Is there a particular reason you chose to set the film in the middle of the Baltic Sea?
The sea for me is a symbol of freedom. Because it’s infinite and whatever direction you look at, you see only the horizon. The Baltic Sea is very specific because a lot of different countries are located around it, different civilizations, languages, cultures. It is a Babylon.
Can you tell us more about the filming conditions on a ship?
One of the main problems were the constant pitching and seasickness of some of the actors and operator. Given that, we mostly used a hand-held camera which wasn’t easy. The second problem was that very quickly darkness was all around and we had to find solutions to make believe it was daytime. And last, but not least, the passengers of course, that interfered with our filming.
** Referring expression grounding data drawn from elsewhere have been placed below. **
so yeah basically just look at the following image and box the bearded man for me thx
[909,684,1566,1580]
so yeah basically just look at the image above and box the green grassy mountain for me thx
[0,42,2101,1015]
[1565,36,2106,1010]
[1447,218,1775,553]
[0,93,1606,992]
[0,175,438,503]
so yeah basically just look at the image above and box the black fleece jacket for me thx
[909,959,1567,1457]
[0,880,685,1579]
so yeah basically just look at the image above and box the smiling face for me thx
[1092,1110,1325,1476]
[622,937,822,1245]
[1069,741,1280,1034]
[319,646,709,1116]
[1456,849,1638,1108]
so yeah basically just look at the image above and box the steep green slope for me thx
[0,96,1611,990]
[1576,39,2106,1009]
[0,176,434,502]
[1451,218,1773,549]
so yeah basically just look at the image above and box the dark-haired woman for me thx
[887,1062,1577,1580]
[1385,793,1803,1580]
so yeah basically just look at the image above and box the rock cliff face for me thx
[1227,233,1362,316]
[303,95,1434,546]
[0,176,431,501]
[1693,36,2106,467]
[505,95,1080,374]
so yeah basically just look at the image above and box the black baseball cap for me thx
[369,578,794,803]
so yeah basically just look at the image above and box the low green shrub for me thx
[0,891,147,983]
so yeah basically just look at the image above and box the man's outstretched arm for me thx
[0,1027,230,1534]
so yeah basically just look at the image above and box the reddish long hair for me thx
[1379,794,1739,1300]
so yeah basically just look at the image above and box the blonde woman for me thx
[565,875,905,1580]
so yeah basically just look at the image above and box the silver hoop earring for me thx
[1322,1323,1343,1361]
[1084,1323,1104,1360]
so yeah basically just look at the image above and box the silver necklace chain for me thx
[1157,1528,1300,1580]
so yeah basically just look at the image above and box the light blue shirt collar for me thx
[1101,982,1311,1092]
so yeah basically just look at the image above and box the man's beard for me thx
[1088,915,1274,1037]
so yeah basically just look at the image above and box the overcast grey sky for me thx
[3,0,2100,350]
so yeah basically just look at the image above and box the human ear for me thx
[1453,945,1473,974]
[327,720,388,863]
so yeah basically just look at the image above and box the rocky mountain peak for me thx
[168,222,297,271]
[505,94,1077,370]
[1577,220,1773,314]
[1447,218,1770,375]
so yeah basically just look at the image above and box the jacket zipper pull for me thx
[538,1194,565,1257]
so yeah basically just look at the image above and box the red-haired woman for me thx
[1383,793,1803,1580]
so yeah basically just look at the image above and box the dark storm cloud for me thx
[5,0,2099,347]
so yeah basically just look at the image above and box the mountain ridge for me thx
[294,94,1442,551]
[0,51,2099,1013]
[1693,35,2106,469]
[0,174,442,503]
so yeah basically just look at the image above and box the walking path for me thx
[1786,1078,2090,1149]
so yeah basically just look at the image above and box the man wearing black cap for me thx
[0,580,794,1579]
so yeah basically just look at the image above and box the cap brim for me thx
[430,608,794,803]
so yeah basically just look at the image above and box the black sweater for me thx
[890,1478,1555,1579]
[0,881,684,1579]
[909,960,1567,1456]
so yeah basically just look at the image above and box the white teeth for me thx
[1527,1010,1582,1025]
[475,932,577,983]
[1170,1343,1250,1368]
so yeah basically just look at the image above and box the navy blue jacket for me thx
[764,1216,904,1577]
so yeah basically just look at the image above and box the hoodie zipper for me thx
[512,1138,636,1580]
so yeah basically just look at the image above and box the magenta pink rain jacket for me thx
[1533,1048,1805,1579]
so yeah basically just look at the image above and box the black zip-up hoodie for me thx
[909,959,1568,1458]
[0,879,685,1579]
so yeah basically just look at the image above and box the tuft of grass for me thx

What is the song the social worker sings towards the end?
It is a folk Estonian song. A lullaby that mothers sing to their child. For me this song is very important because it is a memory of my childhood. It’s a gentle song that goes straight to your heart.
Is there a reason why you chose not to film the child and his mother?
If I hadn’t removed the clash between mother and child, the mystery of the child’s escape to another country would have disappeared.
What other ideas are you looking to explore in future work?
I’m used to not sharing my ideas until they’re realized.
Would you say that the short film format has given you any particular freedom?
For me, a short film is like a little fairy tale, like a poem. It seems to me that in a short film it is much more difficult to convey emotion. It’s harder to tell a story.
Mama was shown in International Competition.